Wie kann man aktiv vorbeugen?
Vorbeugung beginnt mit Aufmerksamkeit, dazu zählten regelmäßige Blutbildkontrollen. Manche Frisuren sieht Skorupka im Kontext als problematisch an: Straffe Zöpfe sowie enge Dutts begünstigen durch den permanenten Zug Haarausfall. Übermäßiges Bleichen und Hitzestyling schaden zwar nicht dem Follikel, aber dem Haar als Substanz erheblich. „Ein gesundes Haar bricht nicht so leicht.“
Welche gesellschaftlichen Trends prägen den Umgang mit Haarausfall heute?
Skorupka beobachtet eine ambivalente Entwicklung.
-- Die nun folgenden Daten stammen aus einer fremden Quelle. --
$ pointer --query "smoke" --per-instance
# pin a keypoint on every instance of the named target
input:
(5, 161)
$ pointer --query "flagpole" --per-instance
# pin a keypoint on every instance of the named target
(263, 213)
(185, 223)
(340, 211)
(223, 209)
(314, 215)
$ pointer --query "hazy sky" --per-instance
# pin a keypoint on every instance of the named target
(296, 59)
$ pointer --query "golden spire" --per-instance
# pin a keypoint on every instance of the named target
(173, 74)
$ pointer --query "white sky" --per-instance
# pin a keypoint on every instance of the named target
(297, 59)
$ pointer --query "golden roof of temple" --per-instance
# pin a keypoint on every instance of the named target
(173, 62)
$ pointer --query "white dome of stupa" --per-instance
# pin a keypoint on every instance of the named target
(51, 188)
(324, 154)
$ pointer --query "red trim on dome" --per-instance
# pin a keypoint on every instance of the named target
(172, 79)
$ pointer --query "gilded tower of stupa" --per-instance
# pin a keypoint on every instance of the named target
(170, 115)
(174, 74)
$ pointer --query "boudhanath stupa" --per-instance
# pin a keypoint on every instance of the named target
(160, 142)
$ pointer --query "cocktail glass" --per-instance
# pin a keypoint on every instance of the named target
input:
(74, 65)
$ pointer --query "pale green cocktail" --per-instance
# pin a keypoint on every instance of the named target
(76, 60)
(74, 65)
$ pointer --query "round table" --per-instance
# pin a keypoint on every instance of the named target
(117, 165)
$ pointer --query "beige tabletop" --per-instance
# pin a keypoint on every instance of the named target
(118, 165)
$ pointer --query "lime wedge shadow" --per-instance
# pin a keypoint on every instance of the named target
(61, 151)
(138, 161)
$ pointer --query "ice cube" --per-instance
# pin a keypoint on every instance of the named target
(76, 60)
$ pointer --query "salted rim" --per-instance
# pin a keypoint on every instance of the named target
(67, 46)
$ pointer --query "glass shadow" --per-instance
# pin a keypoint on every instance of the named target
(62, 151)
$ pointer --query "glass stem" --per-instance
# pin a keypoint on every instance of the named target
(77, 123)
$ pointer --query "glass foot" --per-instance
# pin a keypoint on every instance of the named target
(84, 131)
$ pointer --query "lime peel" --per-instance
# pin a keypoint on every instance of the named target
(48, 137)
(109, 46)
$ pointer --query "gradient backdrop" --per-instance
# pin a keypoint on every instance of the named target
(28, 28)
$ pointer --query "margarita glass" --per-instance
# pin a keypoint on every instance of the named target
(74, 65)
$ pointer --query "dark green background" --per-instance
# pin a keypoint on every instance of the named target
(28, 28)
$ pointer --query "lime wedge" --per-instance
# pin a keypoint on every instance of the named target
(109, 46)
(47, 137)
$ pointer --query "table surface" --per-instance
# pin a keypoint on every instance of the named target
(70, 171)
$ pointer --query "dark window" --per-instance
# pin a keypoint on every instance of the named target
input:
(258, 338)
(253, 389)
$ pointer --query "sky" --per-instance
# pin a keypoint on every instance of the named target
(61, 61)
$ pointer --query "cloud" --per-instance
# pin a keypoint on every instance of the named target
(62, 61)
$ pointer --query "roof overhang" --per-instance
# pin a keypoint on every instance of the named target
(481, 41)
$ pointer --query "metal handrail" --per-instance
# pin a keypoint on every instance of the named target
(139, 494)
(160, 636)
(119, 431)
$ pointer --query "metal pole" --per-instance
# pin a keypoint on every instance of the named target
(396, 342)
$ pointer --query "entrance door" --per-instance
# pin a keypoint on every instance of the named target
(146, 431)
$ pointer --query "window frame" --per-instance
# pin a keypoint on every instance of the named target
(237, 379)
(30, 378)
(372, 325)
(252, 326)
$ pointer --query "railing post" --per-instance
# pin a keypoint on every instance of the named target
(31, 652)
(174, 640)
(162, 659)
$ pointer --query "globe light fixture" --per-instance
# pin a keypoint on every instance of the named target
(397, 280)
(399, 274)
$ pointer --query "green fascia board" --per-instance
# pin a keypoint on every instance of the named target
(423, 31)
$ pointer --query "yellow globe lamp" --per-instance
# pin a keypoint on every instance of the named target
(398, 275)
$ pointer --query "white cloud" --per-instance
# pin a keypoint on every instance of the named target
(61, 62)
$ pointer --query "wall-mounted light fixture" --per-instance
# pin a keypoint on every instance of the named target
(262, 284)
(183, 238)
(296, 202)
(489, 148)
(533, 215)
Die Body-Positivity-Bewegung habe dazu beigetragen, Glatzen – besonders bei Männern – gesellschaftlich zu normalisieren. Gleichzeitig erzeugten soziale Medien enormen Druck: Haartrends auf Instagram und TikTok befeuerten die Nachfrage nach Behandlungen, oft ohne solides Hintergrundwissen. Für Frauen bleibt die gesellschaftliche Last ungleich schwerer. „Haarausfall bei Frauen ist nach wie vor stark stigmatisiert. Das tut mir in der Praxis täglich weh.“
Was ist von zukünftigen Therapien zu erwarten?
Skorupka ist vorsichtig optimistisch. Die Erfolge der JAK-Inhibitoren bei Alopecia areata markieren nach ihrer Einschätzung einen echten Wendepunkt. Für die androgenetische Alopezie richtet sich die Forschung zunehmend auf Stammzelltherapien und die gezielte Reaktivierung ruhender Follikel. „Wir verstehen den Haarfollikel molekular immer besser. Die Frage ist nicht ob, sondern wann wir in der Lage sein werden, ihn gezielt neu zu programmieren.“ Bis diese Ansätze in der Regelversorgung ankommen, dürften allerdings noch zehn bis fünfzehn Jahre vergehen.